Context: Surrogate indices of muscle and hepatic insulin sensitivity derived from an oral glucose tolerance test (OGTT) are frequently used in clinical studies. However, the predictive accuracy of these indices has not been validated.

Design: In this cross-sectional study, hyperinsulinemic-euglycemic glucose clamp with tritiated glucose infusion and a 75-g OGTT were performed in individuals (n = 659, aged 18 to 49 years, body mass index of 16 to 64 kg/m2 ) with varying degrees of glucose tolerance. A calibration model was used to assess the ability of OGTT-derived, tissue-specific surrogate indices [hepatic insulin resistance index (HIRI) and muscle insulin sensitivity index (MISI)] to predict insulin sensitivity/resistance indices derived from the reference glucose clamp [Hepatic-IRbasal , a product of fasting plasma insulin and hepatic glucose production (HGP), Hepatic-IRclamp , reciprocal of the percent suppression of HGP during the insulin clamp corrected for plasma insulin concentration, and Muscle-ISclamp , a measure of peripheral glucose disposal]. Predictive accuracy was assessed by root mean squared error of prediction and leave-one-out, cross-validation-type square root of the mean squared error of prediction.

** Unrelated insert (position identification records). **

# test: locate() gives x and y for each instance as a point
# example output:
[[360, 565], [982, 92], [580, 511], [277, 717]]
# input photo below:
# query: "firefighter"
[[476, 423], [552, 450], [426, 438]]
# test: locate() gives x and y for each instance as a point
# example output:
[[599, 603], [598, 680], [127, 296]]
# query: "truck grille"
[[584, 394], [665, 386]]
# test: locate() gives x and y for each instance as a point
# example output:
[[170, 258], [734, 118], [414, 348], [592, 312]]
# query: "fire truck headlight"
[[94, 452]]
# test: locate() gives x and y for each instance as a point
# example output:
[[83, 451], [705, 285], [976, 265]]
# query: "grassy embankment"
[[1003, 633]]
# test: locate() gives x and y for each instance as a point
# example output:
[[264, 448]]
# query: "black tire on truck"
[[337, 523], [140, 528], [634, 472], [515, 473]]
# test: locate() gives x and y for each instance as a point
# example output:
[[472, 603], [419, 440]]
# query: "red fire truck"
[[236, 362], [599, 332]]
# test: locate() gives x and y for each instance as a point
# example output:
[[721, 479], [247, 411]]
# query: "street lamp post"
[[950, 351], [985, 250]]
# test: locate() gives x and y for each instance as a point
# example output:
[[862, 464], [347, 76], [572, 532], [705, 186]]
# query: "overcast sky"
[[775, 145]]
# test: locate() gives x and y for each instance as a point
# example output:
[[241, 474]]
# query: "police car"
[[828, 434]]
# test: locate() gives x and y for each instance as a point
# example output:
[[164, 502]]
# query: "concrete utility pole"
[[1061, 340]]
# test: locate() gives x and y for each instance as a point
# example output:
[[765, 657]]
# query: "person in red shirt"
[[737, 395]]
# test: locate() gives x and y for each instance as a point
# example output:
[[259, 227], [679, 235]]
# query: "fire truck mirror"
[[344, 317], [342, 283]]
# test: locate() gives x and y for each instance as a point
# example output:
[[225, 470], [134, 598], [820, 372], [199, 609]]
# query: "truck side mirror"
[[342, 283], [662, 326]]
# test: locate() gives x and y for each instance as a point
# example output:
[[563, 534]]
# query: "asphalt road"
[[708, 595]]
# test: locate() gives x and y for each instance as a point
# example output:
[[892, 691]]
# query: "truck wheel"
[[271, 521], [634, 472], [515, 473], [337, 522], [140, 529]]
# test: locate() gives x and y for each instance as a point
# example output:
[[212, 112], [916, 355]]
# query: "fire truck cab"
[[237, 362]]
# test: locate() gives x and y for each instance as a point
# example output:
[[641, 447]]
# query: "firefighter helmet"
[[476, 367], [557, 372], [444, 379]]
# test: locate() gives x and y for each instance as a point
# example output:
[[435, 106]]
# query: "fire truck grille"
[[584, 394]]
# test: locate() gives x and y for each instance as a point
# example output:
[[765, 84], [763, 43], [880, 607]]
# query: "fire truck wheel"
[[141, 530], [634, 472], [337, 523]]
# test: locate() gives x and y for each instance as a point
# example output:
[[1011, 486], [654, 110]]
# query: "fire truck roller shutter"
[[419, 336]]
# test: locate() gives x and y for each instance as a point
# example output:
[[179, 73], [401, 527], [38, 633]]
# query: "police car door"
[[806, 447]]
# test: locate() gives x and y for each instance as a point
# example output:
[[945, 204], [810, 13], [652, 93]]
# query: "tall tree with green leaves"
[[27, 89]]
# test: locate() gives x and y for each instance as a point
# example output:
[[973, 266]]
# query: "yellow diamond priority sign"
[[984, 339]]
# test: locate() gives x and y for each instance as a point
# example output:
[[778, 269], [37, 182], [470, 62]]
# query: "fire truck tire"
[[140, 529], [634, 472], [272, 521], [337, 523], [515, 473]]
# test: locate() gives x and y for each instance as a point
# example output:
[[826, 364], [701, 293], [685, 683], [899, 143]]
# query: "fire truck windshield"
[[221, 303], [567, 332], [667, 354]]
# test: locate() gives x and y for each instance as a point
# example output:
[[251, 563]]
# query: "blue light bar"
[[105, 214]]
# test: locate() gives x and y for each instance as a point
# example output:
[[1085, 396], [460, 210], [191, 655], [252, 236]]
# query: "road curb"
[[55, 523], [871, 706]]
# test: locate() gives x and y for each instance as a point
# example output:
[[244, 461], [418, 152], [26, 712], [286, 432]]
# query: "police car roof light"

Results: HIRI and MISI were correlated with their respective clamp-derived indices. HIRI was negatively related to Muscle-ISclamp ( r = -0.62, P < 0.0001) and MISI correlated with Hepatic-IR derived from the clamp (Hepatic-IRbasal : r = -0.48, P < 0.0001 and Hepatic-IRclamp : r = -0.41, P < 0.0001). However, the accuracy of HIRI and MISI to predict Hepatic-IR (basal or during clamp) was not significantly different. Likewise, the ability of HIRI and MISI to predict Muscle-ISclamp was also similar.

Conclusion: Our findings indicate that the surrogate indices derived from an OGTT are accurate in predicting insulin sensitivity but are not tissue specific.